When the phone rang again I expected it to be the call telling me that the load had arrived safely at its destination. But the voice at the other end sounded upset, despite the terseness of the message.
"Delivery lost."
"Lost?"
There was the pause of somebody being careful. "It attracted a bit of attention at a truck stop. Driver safe."
"Right."
This was bad news. There was a good load in that trailer. But it sounded like a bit of bad luck. It does happen sometimes. I know that as well as anyone. I didn't know my luck was about to get even worse.
Now I only had a few minutes to get to the hall, and I was already in a bad mood.
The hall? I suppose that sounds bit grand. Now you're thinking that Stones has got off with some rich bird who lives in a bloody great mansion somewhere. What a hypocrite, you think. Well, tough - you're wrong. Lisa is a tourist guide at Hardwick Hall. That's Bess of Hardwick's gaff, right on the border with Derbyshire. You'll no doubt have noticed its graceful Tudor turrets from the M1 on your way south between junctions 29 and 28? Li
ke hell you will. Like everyone else, all you'll have noticed is the bumper of the car in front and the signs telling you how far it is to the next service area.
But take my word for it, it's there. In fact, there are two halls - the Elizabethan mansion built by the Countess of Shrewsbury (that's Bess's Sunday name), and next to it the ruins of an earlier effort.
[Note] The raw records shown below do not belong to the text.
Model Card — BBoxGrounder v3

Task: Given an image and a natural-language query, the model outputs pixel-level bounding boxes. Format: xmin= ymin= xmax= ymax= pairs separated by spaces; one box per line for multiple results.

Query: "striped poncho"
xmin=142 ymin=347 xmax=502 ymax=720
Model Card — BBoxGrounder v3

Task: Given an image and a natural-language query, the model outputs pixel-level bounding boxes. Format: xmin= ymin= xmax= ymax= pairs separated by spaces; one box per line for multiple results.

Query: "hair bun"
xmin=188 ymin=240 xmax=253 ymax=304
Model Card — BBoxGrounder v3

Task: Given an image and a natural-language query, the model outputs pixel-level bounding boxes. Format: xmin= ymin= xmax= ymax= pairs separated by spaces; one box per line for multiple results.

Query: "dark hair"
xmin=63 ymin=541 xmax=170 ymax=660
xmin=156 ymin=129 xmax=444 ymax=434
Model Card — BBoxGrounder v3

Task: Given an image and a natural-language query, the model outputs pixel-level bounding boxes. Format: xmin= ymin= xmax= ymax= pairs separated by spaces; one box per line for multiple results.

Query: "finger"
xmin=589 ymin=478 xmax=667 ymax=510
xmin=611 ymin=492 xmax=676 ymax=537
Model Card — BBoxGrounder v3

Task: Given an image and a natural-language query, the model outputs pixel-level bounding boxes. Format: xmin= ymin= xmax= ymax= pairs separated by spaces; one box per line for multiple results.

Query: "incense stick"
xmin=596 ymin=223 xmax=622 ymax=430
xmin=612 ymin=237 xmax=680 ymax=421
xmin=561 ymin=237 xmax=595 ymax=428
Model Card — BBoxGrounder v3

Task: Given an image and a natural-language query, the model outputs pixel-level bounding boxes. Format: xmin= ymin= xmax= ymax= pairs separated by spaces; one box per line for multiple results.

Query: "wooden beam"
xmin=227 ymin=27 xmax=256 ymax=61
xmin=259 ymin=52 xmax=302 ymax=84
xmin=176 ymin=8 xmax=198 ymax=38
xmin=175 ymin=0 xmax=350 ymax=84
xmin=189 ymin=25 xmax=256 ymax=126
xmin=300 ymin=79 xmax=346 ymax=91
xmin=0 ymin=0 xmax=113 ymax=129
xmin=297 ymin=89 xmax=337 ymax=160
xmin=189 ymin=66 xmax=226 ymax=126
Lisa has the shitty job of shepherding hordes of ignorant visitors about all day, answering bloody stupid questions. You wouldn't believe some of them. Most of these people don't know Bess of Hardwick from Tess of the d'Urbervilles. They've come because it's next on the list of places to visit on their tourist board kitchen calendars. Or maybe they got lost on the M1 at Heath and ended up somewhere real, not knowing quite how to handle it. When they arrive at Hardwick, they expect Shakespeare to have written Romeo and Juliet there or something. Lisa has to explain two thousand years of English history in thirty seconds, and do it fifty times a day. But then, she's good at it. She's good at a few other things as well, but I'm keeping those to myself for now.
Thoughts like these kept me warm while I drove the Subaru west through Meden Vale, Church Warsop and Warsop Vale to reach Shirebrook, a village that is all back streets, plus a one-way system that directs you away from the shopping centre, which is shut anyway. By the time I got to this gem in Nottinghamshire's crown I'd already passed four pits - Medensworth, Welbeck, Warsop and Shirebrook itself. But then I began to wind my way through some lanes towards Stony Houghton, and the pits might as well have been in a different country. I started to feel quite cheerful. Hardwick and Lisa were ahead, both of them nestling invitingly in a bit of parkland that was as far from the Forest Estate as you can get and still be within ten miles.
Getting to Hardwick Hall is a bit of a neat trick, though. The hall lies east of the M1, on the Nottinghamshire side. But to get there you have to go past it, cross the motorway at junction 29, then sneak back under again on a little side road. If it weren't for the little brown tourist signs at the junctions, you'd never find it, even though you can see the towers up there on the hillside.